Objective The dysfunction of immune regulation plays a critical role in the pathogenesis of a number of chronic inflammatory disorders, such as IBD. A close relationship between psychological stress and intestinal inflammation has been noted; the underlying mechanism remains elusive. This study aims to elucidate a pathological pathway between psychological stress and the dysfunction of regulatory T cells (Treg), and its effect on facilitating intestinal inflammation.

Design A restraint stress model was employed to induce psychological stress in mice. The functions of Tregs were determined by assessing the immune suppressor effects in the intestine. A mouse model of intestinal inflammation was established using a low dose of trinitrobenzene sulfonic acid (TNBS) or dextran sulfate sodium (DSS) together with the challenge of chronic stress.

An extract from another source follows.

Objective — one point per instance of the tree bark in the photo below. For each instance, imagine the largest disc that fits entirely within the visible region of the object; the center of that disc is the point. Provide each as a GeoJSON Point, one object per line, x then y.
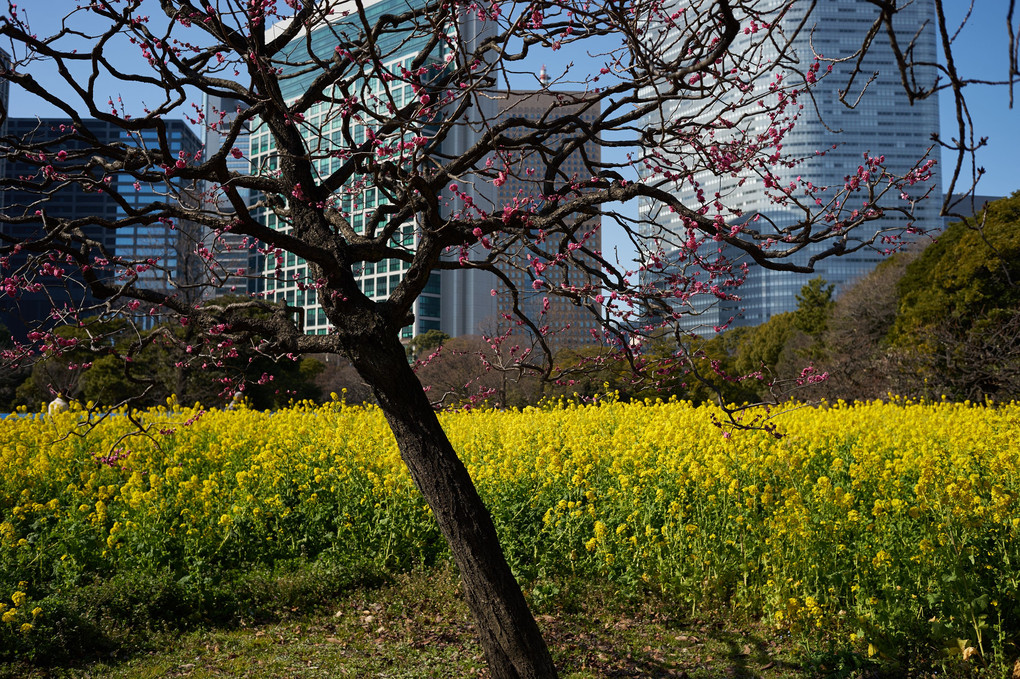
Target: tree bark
{"type": "Point", "coordinates": [509, 635]}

Results After treating mice with restraint stress, the suppressor function of intestinal Treg was compromised, although the frequency of Treg was not changed in the intestine. Further observation revealed that stress induced Tregs in the intestine to differentiate into foxhead box P3+ interleukin (IL)-17+ tumour necrosis factor (TNF)-α+ T cells. We also observed that exposure to stress-derived prolactin induced dendritic cells (DC) to produce IL-6 and IL-23 in vitro and in vivo, which played a critical role in altering Treg's phenotypes. Treating mice with chronic stress facilitated the initiation of intestinal inflammation by a low dose of TNBS or DSS, which was abolished by pretreatment with an inhibitor of prolactin, the cabergoline.

Conclusions Psychological stress-derived prolactin alters DC and Treg's properties to contribute to intestinal inflammation.